What invoice financing or discounting services do members recommend for drinks businesses?
Several invoice financing providers are actively used and recommended by members in the drinks industry. - **Close Brothers** — Known for strong industry expertise in drinks. Rigorous due diligence process, but highly regarded. Offers bad debt cover. Members have made introductions available. - **HYDR** — Charges 5% and pays same day the invoice is raised. Integrates with Xero and banking systems. Proactive in chasing buyer approval and follow-up. Members report no issues and recommend. - **Novuna** — Used by members; recommended for invoice financing. - **Growth Lending** — Mentioned as an option for invoice financing in the drinks space. - **Time Finance** — Recommended by members who can provide introductions. Members specifically noted they wanted providers that **understand the drinks industry** rather than generic lenders. Close Brothers' strong bad debt cover was highlighted as valuable. HYDR's same-day payment and proactive buyer-chasing were cited as practical advantages.
Which invoice financing providers offer competitive terms and good service for growing drinks businesses?
Members recommend several invoice financing firms with proven track records in the sector.
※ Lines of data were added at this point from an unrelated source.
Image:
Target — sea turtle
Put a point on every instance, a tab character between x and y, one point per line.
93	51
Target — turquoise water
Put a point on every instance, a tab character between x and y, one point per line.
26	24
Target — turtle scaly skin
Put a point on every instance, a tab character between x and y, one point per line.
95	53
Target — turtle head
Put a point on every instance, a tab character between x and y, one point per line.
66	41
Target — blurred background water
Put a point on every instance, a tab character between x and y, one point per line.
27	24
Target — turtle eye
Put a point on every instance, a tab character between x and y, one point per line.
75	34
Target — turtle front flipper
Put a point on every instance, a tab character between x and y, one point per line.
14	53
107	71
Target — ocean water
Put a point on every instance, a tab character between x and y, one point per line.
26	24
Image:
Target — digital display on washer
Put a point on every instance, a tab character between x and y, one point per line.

The key is to actively compare fees, as rates vary significantly. **Recommended providers:** - **Gapcap** — praised as "pretty good" by members who've worked with them - **AcceleratedPayments** — reported to work well - **Lloyds** — described as working "very well" - **Close Brothers** — noted as "excellent" by recent users; ask for Péter Hook (ex-Aldermore), described as a "really nice guy" - **Credit Agricole** — members found this option ~50% cheaper than Aldermore in recent fee analysis - **Aldermore** — members have used this for 18+ months but flag that recent fee analysis showed significantly higher costs than competitors; one member also reported they attempted to include a personal guarantee in the contract without explicit discussion or consent, which they had to challenge **Key caveats:** - Do your own fee comparison before committing—rates differ substantially between providers - Close Brothers was noted as "quite old school," which may or may not suit your preference - At least one member raised concerns about Aldermore's contracting practices; review terms carefully - Request fee comparisons upfront when vetting providers For specialist support, members mentioned **Trent Peek** (01623 259 580, trent@wearefulfilment.co.uk) as a recommended contact, though the context suggests he may provide broader supply-chain support rather than financing specifically.
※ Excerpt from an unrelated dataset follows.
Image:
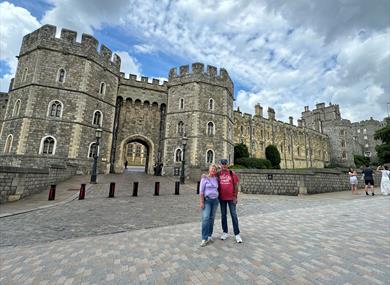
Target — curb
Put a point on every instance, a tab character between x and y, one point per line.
70	199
What invoice financing providers are recommended for managing cash flow with large wholesale orders?
Members who've tackled cash-flow challenges with large wholesale orders have used dedicated invoice financing providers to unlock capital tied up in receivables. - **Close Brothers** — used successfully by members to improve cash flow and manage credit control. Their credit control function was noted as particularly helpful for dealing with slow-paying customers.
What are the key considerations when evaluating e-commerce revenue-based financing versus traditional invoice financing for drinks brands?
Revenue-based financing (RBF) can work for e-commerce sales, but members' experience suggests it's only worthwhile under specific conditions. The headline APR rates (3–4%) are misleading because repayment is fast; the effective cost is much higher once you account for the quick payback schedule. **When RBF makes sense:** - Only viable if D2C/e-commerce represents 25% or more of your sales and you're actively cash-strapped - Works best when traditional cash flow is tight and you need immediate liquidity **When traditional invoice financing is better:** - If D2C is a smaller portion of revenue (e.g. 5%), invoice financing on larger B2B orders is more cost-effective - Particularly attractive if your B2B customers (grocers, etc.) have long payment terms (e.g. 90 days); the financing cost is justified by the extended payback period - Offers better economics on larger invoice values **Key caveat:** The quoted APR on RBF deals is not directly comparable to traditional financing APR because of the compressed repayment timeframe. Crunch the actual numbers on repayment speed and total cost before committing.